Meu artigo de opinião publicado hoje no "Diário as Beiras":
“A amizade é como os títulos honoríficos: quanto mais velha, mais preciosa” (Johann Goethe).
“A amizade é como os títulos honoríficos: quanto mais velha, mais preciosa” (Johann Goethe).
Sempre que me recordo do Museu Álvaro de Castro, actualmente Museu
de História Natural de Moçambique, de centenária tradição, “porque o passado não reconhece o seu lugar, está sempre presente”
(Mário Quintana, poeta e jornalista brasileiro) renasce em mim a saudade da
minha vivência na costa oriental
africana aguçada pela lembrança de uma grande e duradoura amizade que prevalece
para além da morte de Augusto Cabral.
Augusto Cabral, na então Metrópole, frequentou
diversos cursos sem os completar (dos que me recordo o INEF e o Conservatório
Nacional de Música). O primeiro serviu-lhe para dar aulas de Educação Física,
na Escola Mouzinho de Albuquerque onde fomos colegas; o segundo para ser pianista na “boîte”
do Hotel Girassol. No desporto foi tenista de competição em
Lourenço Marques e boxeur amador no Lisboa Ginásio Clube. Homem de vários
ofícios e hobbies que se distinguiu, na arte de bem escrever (refiro, por exemplo, o festejado livro científico:
“Borboletas de Moçambique”, prefaciado
por Mia Couto”), na pintura e escultura, seu exercício profissional que lhe
dava o sustento principal foi a gerência
da Casa da Sorte.
Depois de
25 de Abril, regressei a Portugal tendo ele permanecido em Maputo onde se viria
a formar em Biologia, sendo docente universitário e director do Museu de
História Natural. Reencontramo-nos,
passados anos, em Maputo, aquando da realização do "V Congresso de
Educação Física Ciências do Desporto dos Países de Língua Portuguesa"

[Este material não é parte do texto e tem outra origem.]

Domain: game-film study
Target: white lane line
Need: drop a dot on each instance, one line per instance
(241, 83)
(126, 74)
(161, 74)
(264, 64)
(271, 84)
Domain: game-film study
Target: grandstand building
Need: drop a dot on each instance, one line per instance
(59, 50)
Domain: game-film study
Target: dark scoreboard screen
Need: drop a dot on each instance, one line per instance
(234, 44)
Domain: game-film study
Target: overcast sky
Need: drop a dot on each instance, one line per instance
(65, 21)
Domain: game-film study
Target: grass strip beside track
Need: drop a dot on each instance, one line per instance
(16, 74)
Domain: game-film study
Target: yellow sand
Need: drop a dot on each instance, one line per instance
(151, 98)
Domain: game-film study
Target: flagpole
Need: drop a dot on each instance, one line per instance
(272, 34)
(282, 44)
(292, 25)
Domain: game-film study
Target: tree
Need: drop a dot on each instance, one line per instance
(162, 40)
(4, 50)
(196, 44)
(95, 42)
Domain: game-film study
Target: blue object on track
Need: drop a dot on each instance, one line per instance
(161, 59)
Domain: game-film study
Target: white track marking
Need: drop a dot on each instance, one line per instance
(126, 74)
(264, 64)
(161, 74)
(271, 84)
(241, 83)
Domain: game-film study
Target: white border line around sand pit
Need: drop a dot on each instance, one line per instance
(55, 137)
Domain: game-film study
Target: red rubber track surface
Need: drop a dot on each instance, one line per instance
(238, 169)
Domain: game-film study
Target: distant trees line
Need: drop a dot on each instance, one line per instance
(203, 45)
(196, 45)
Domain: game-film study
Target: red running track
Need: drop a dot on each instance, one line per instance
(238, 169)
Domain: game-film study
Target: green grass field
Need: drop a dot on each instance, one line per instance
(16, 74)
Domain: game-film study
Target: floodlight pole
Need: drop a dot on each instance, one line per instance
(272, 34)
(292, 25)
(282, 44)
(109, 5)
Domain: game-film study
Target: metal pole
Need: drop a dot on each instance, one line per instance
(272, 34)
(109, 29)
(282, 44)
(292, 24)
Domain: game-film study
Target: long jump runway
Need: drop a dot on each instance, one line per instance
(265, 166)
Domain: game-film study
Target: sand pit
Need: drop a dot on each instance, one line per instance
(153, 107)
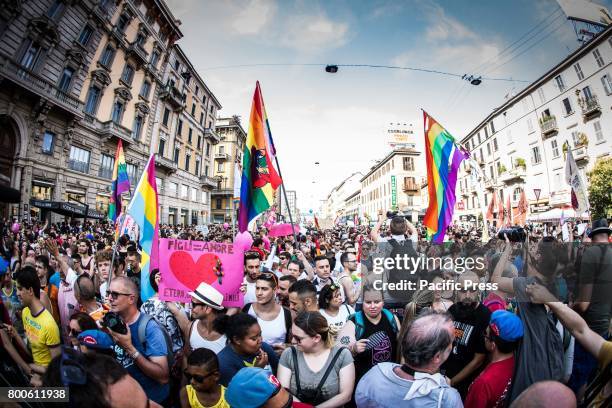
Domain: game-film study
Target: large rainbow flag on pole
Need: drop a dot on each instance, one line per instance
(443, 158)
(120, 183)
(260, 177)
(144, 210)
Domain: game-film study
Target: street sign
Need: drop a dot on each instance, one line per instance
(393, 192)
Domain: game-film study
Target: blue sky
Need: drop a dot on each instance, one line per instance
(340, 120)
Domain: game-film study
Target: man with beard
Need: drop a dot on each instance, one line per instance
(471, 320)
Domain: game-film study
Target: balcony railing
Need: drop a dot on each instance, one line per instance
(175, 97)
(590, 106)
(80, 166)
(13, 71)
(548, 126)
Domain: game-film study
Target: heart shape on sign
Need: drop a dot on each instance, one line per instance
(191, 273)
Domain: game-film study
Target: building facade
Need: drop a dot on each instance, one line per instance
(394, 183)
(76, 78)
(522, 145)
(227, 168)
(184, 139)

(1997). Esse reencontro merece ser contado:
Estando os congressistas hospedados no Hotel Cardoso,
que fica em frente do supracitado museu, atravessei a rua e disse, sem me
identificar, a quem me atendeu querer
falar com o director. Respondeu-me o funcionário não ser possível por “o senhor
director” ter agendada uma reunião para
daí a pouco. Insisti, dizendo-lhe que era um amigo de Portugal que o desejava
cumprimentar. Tanto insisti que ele recebeu ordens para me deixar entrar desde
que a minha presença fosse rápida.
Quando entrei no seu gabinete, na penumbra que
apenas deixava divisar silhuetas, e lhe
falei, disse-me: “Meu grande malandro, não sabias teres-te anunciado pelo
nome?” Retorqui: “Quis fazer-te uma surpresa”. Uma muito e grata surpresa, acrescentou ele! E aí permanecemos a recordar
velhos e saudosos tempos ficando a dita reunião para segundo plano!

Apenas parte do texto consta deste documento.